CINCINNATI - With her goggles and yellow swim cap fitted snuggly to her head, her hair tucked inside, Abby Bauleke of Savage, Minn., sat waiting like most athletes her age… nervous and excited.
While the 10-year-old has been swimming for about two and a half years, this was her first time competing at a swim meet like this one.
With the summer Olympics just a few months away, some athletes are still trying to qualify for the U.S. Team — but not for the Olympics you might be thinking of.
UC’s Keating Aquatic Center was home to about 170 Paralympic hopefuls this weekend.
Hosted by The Greater Toledo Aquatic Club, the swim meet welcomed 15 countries to compete for a chance at the Paralympics, which are held two weeks after the Olympic Games — both are held in London.
The competition encompassed skill sets by both athletes with visual impairment as well as physical disabilities, including missing limbs and wheelchair-bound athletes like Bauleke.
When she was 4, she was diagnosed with Leukemia. During her chemotherapy she was diagnosed with giambre syndrome — a disease that affected her legs, rendering them very weak, forcing her into a wheelchair. But not forcing the young girl, who has been in remission for about six years, out of the place she loves to be the most -- the pool.
"Usually I can't do things in school and all that, but then swimming, I can do a lot more things than I can without of swimming… it's like, I feel more [like I] fit in, in swimming," said the soft-spoken girl sitting in her bathing suit in her wheelchair, waiting for her next 50-meter lap.
It was time. She slid slowly out of her wheelchair onto the wet tile, then hoisted herself up onto the platform. She swung her arms wildly in front of her and to the back, stretching before using them as her only means of propelling once she hits the water.
The buzzer sounded. She scooted and leapt into her lane in the pool, gliding across the crystal-clear blue water with ease. Her arms rapidly shot out of the water pushing her to the other side, completing her 50-meter freestyle.

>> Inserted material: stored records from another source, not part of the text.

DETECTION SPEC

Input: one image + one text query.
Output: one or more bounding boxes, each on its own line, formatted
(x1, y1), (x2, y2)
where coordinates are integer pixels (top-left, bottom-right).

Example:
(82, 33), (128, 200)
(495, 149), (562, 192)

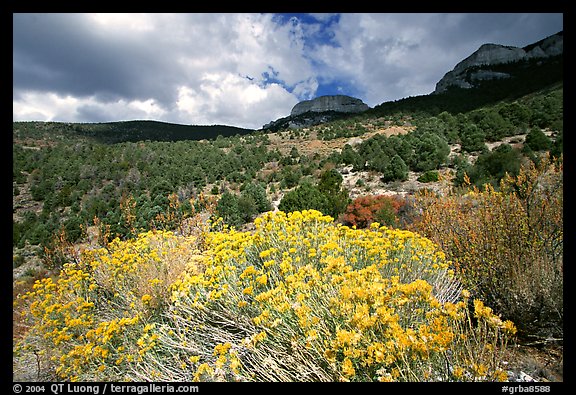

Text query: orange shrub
(342, 195), (405, 228)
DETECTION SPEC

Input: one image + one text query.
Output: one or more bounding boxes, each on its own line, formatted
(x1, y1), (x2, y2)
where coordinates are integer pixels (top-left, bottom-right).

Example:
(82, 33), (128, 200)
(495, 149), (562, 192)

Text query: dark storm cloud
(13, 14), (180, 104)
(13, 13), (563, 128)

Bauleke wasn’t competing for a spot on the Paralympic Team, however, Sunday was a victory in more ways than one for Bauleke, who won 2nd place in the 50-meter backstroke. But mostly, it was a victorious day because she beat a 40-year-old swimmer in the pool on Sunday, she said laughing.
She also swam the 50-meter butterfly.
All athletes who competed Saturday and Sunday are considered "elite-level" athletes. Their ages ranged from 8 to 60.
The Paralympics will be held, Aug. 29 through Sept. 9.